8. Estimating risk. Once you have spotted and analyzed risk, you will likely want to estimate the “cost” or “value” of the risk, depending on whether the risk is negative or positive in nature. There is a relatively simple and standard formula for this:
Risk Value = Probability of Event x Cost/Value of Event if it Occurs
For example, you are faced with a large breach of contract claim. While the dollar value claimed is high ($1M), you estimate the probability of losing to be low (25%). The Risk Value is then: .25 (probability) x $1M (cost) = $250,000. On the positive side, if you have a merger worth $25M in incremental operating income every year if consummated and you think the odds that regulators approve the merger is high (80%), the Risk Value is: .80 (probability) x $25M (value to company) = $20M. An additional tool for estimating risk is a Risk Impact/Probability Chart mentioned in the “resources” section below.

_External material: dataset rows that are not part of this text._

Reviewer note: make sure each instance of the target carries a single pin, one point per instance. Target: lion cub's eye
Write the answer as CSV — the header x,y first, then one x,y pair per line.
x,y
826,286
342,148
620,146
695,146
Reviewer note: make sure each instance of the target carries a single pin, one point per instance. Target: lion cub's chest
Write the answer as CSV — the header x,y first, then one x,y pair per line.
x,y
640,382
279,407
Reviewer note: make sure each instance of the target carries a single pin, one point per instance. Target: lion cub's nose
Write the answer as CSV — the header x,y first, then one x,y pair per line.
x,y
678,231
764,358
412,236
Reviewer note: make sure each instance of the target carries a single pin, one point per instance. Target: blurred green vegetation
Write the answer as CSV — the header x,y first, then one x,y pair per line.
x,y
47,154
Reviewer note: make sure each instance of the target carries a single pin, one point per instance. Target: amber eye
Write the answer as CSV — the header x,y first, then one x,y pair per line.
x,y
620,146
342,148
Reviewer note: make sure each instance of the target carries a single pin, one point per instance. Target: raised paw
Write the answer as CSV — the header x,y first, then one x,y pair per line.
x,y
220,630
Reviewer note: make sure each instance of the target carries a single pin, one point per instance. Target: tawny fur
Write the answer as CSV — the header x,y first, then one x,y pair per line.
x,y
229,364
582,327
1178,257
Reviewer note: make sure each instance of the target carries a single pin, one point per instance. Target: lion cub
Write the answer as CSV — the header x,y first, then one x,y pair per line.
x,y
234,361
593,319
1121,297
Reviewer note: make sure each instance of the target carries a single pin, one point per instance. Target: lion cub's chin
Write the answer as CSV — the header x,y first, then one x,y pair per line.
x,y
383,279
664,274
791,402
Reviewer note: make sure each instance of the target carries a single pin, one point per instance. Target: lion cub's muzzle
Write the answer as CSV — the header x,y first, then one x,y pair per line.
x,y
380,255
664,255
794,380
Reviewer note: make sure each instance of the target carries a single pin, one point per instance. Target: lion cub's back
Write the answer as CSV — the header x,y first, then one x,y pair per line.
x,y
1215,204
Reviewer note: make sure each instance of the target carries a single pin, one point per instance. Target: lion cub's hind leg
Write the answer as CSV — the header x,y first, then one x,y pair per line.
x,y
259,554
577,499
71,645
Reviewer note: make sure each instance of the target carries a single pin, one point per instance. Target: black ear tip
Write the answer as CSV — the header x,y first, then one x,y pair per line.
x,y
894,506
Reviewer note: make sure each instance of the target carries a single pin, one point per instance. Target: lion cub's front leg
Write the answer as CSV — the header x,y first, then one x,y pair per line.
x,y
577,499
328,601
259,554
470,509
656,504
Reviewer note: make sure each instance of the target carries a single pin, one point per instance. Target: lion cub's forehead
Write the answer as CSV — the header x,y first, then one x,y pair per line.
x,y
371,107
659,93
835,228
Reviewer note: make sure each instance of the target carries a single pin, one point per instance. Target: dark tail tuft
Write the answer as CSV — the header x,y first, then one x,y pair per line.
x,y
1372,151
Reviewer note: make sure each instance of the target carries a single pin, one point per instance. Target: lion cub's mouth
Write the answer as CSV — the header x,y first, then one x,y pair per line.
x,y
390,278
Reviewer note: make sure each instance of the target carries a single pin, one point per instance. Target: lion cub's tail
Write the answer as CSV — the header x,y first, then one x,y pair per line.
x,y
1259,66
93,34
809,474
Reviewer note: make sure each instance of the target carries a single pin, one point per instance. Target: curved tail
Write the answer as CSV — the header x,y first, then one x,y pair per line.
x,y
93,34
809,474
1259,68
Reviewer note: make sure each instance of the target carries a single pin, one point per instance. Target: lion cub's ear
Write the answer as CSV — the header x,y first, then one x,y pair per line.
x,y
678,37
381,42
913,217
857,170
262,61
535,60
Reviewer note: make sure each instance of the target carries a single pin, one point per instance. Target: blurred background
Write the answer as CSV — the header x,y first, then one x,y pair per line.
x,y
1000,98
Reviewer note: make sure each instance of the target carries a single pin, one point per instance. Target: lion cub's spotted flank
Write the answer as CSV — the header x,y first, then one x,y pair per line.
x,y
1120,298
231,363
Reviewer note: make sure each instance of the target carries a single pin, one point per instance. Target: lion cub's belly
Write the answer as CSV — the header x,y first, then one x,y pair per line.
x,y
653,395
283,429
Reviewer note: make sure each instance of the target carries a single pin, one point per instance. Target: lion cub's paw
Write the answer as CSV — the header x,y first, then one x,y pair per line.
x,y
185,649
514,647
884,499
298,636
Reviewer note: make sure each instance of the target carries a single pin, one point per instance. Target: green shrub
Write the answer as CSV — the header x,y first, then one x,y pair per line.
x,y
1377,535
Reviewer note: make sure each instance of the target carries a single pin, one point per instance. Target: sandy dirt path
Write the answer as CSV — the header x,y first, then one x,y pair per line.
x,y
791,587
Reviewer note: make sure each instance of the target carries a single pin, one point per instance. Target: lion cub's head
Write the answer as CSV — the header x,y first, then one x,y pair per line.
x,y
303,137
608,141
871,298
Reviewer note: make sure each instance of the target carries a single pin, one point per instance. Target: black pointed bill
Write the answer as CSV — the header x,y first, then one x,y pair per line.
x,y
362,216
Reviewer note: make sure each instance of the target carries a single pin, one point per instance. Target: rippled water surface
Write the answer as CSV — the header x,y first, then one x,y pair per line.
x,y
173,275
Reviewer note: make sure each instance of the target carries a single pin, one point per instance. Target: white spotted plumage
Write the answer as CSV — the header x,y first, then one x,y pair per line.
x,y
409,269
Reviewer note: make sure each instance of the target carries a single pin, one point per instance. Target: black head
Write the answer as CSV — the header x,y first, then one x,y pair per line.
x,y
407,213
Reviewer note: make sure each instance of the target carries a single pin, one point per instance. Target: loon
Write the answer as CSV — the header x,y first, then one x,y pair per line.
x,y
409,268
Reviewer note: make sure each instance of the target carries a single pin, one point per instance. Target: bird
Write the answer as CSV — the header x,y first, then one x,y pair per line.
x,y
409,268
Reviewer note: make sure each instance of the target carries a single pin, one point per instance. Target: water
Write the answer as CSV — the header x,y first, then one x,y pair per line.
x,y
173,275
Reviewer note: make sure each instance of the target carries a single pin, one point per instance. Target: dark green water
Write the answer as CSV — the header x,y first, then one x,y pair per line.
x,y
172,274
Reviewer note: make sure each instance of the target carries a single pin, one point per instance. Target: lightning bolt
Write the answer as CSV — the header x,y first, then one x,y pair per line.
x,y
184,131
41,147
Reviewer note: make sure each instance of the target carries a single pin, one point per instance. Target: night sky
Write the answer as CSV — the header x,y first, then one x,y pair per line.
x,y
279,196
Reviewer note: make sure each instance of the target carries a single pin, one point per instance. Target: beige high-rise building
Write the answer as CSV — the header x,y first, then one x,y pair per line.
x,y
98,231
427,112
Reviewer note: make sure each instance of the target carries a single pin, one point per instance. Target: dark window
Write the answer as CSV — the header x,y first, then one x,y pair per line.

9. Reporting risk. You need to report risk to the business. This will occur in one of two ways:
- A formal risk assessment report (usually prepared by the risk team), or
- An ad hoc report (made when necessary).
The formal report will likely go to the board of directors/audit committee and the C-Suite. It will be written and follow a fairly rigid process and established format. An ad hoc report may be an email to the general counsel, a memo to the CEO, or an off-the-cuff discussion during a meeting. Regardless of the way the risk is reported, you need to ultimately cover five things: 1) what the risk is; 2) the likelihood of the risk occurring; 3) the range of outcomes the company could face; 4) the options the company has for dealing with the range of outcomes; and 5) a recommendation about which option the company should choose and why.
If you are reporting the risk in writing, be sure to take the necessary steps to preserve any privilege that might apply. If you fail to do so, understand that any writing (email, report, presentation, etc.) may have to be turned over to the other side in the event of a government investigation or civil litigation. This means you need to spend time with the non-lawyers helping them learn to write smart and to know when to appropriately involve the Legal Department so as to preserve any privilege. Both are important because poorly drafted or thought out documents discussing risk could be as harmful to the company as the worst risks they describe. Keep in mind that if you work for a publicly traded company than you will need to identify material risks to the business in the “risk factors” section of your public filings.
10. Resources. Here are several resources you can use to help you spot, analyze and manage risk:
You will not spot every risk your company faces and that’s okay. But you need to have a plan in place to catch the most important ones. The above sets out some simple ideas and processes to help in-house counsel spot and evaluate risk. A lot of it you probably already know or intuitively understand based on your legal training (though thinking about risk as potentially “positive” can be new). The challenge is translating your understanding and knowledge of risk into something the business values and can use to maximize the success of the company, and therefore the interests of the shareholders, customers, and employees. Being able to spot and communicate risk (and solutions/options) is a core skill you need to develop on the way to becoming general counsel. The key takeaways here today are: 1) be constantly alert for risks to your company; 2) don’t just report risk, be prepared to discuss the potential outcomes and options for the company; and 3) don’t create additional “bad” risk by not putting a lot of thought into writing documents discussing/analyzing risk (or failing to teach your fellow employees doing the same how to draft smart documents).